When Kris Van Assche traveled to the Berluti factory in Ferrara, Italy, he was still trying to get a fix on what might become the thematic algorithm—the heart—of his first runway show for the brand he joined last April. And then he saw it: the huge square marble table at which Berluti’s artisans sit to apply dye and polish up the patina of the shoes for which this 1895-founded company is so renowned. Struck not only by the creamy deep whiteness of the marble, but the circles and blotches left by years’ worth of lovingly applied polishes—flecks of pink and blue and orange and green and red—Van Assche knew he had stumbled upon the key with which to unlock his new iteration of Berluti.
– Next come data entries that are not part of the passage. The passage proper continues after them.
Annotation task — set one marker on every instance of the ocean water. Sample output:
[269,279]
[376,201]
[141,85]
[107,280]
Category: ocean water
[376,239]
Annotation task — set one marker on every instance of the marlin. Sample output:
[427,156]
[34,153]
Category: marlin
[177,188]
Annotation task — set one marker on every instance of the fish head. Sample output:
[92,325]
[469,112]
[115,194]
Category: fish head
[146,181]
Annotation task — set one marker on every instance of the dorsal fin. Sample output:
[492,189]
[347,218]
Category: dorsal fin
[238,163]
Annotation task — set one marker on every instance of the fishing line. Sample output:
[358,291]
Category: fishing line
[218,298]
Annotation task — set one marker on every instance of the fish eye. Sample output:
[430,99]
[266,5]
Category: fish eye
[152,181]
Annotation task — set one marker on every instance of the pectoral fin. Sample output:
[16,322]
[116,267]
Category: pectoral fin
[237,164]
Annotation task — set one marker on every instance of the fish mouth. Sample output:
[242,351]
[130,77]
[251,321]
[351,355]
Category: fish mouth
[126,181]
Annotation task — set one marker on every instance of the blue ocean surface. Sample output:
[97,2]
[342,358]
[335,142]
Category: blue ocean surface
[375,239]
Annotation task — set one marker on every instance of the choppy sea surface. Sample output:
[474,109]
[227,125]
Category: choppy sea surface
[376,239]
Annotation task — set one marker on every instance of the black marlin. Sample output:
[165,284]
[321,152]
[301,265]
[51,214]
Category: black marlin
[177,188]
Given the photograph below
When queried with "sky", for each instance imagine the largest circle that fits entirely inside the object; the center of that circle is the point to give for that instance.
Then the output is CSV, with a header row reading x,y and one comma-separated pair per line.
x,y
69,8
“I totally, totally love the contrast of the noble and the rough. So we photographed it, and it became a print on the silk shirts, suits, and coats—we didn’t retouch it at all. And all those colors provided the palette for the rest of the collection,” Van Assche explained. To show how fundamental he feels the patina is, the designer’s first look was a hand-cut suit in patinated brown leather. The technique used to apply the richly layered fluctuating densities of color was different to that used on a Berluti shoe—say an Alessandro or an Andy—because on the suit it would have stained the clothing worn beneath it. Both through his use of color drawn from the stains on the patina table and this first suit, Van Assche was building a connection between the accessories upon which Berluti was founded and the clothes he now becomes the third designer charged with producing.
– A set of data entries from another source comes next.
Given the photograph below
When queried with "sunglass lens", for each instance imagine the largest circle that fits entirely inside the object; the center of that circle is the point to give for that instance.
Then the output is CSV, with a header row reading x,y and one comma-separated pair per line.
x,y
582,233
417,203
Like Haider Ackermann before him, Van Assche populated this show—the only exclusively masculine house in the LVMH group—with plenty of women. With the exception of a rib-knit dress in complementary shades of blue, women-worn outfits were variations of the menswear. The final looks, simultaneously presented on both genders, were a brace of black suits: Van Assche is Van Assche. Unlined kangaroo-hide trenches, some a rich red russet, some a soft throbbing fluctuation of several colors—plus a great astrakhan-effect gray shearling, a black croc bomber, and several leather hoodie and track pant looks—supplied the powerfully animal accent you’d expect from a house that stands on its heritage in leather.
Paneled moto pants stamped with the year of the company’s founding were worn beneath table-print shirting and strong-shouldered, tailored jackets or overcoats in some of the brightest tones in the kaleidoscope. Often these came with leather shoe tassels attached to the lapel by a safety pin brooch. A gray leather trenchcoat over a charcoal city suit and a dark gray suit in a jacquard of irregular black clouds were looks in which Van Assche explored a darker aspect of patina.
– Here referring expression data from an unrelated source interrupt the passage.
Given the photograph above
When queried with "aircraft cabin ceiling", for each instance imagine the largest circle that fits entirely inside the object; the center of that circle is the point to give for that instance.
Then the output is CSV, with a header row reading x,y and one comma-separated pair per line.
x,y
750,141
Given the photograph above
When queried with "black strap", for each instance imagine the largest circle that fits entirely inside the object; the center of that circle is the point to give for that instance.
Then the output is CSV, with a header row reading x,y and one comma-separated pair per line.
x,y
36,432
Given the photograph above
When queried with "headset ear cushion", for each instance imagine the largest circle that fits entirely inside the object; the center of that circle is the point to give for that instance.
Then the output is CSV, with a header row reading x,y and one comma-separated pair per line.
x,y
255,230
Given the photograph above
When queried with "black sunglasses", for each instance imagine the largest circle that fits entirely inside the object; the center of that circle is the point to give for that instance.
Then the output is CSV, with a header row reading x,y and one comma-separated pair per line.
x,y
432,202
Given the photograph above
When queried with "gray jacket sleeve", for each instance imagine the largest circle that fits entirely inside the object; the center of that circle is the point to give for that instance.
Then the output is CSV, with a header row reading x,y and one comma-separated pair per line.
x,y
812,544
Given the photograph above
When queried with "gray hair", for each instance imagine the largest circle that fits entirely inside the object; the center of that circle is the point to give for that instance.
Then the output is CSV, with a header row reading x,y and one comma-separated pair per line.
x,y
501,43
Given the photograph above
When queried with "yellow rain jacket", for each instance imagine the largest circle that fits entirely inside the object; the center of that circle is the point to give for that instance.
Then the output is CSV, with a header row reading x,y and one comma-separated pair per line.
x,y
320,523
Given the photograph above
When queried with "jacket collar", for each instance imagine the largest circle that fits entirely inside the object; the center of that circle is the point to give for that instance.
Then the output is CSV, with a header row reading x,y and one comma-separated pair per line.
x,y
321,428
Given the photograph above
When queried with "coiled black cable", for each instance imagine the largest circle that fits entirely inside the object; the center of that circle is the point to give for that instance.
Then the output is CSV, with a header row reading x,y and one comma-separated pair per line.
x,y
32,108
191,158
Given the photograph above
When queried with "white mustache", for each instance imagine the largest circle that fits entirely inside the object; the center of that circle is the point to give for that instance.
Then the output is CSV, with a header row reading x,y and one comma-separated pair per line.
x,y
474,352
The shoes, all important, were bold adaptations of the Alessandro, radically sliced to produce an irregular chisel-toe shape, often emphasized with metal plates that shined under the spotlights, another play on patina. White sneakers came in the same shape. The stealth submarine toe shape was reflected in the molded leather bags—richly patinated, naturally—slung across many of the looks here.
This first in-the-wild display of Berluti 3.0—the Van Assche update—explored a series of interesting dialectics: between the shine and depth of patina, between the differences and overlaps in accessories and clothing; and between the expressively idiosyncratic appeal of the brand’s core products and its position in a highly formalized luxury menswear sector.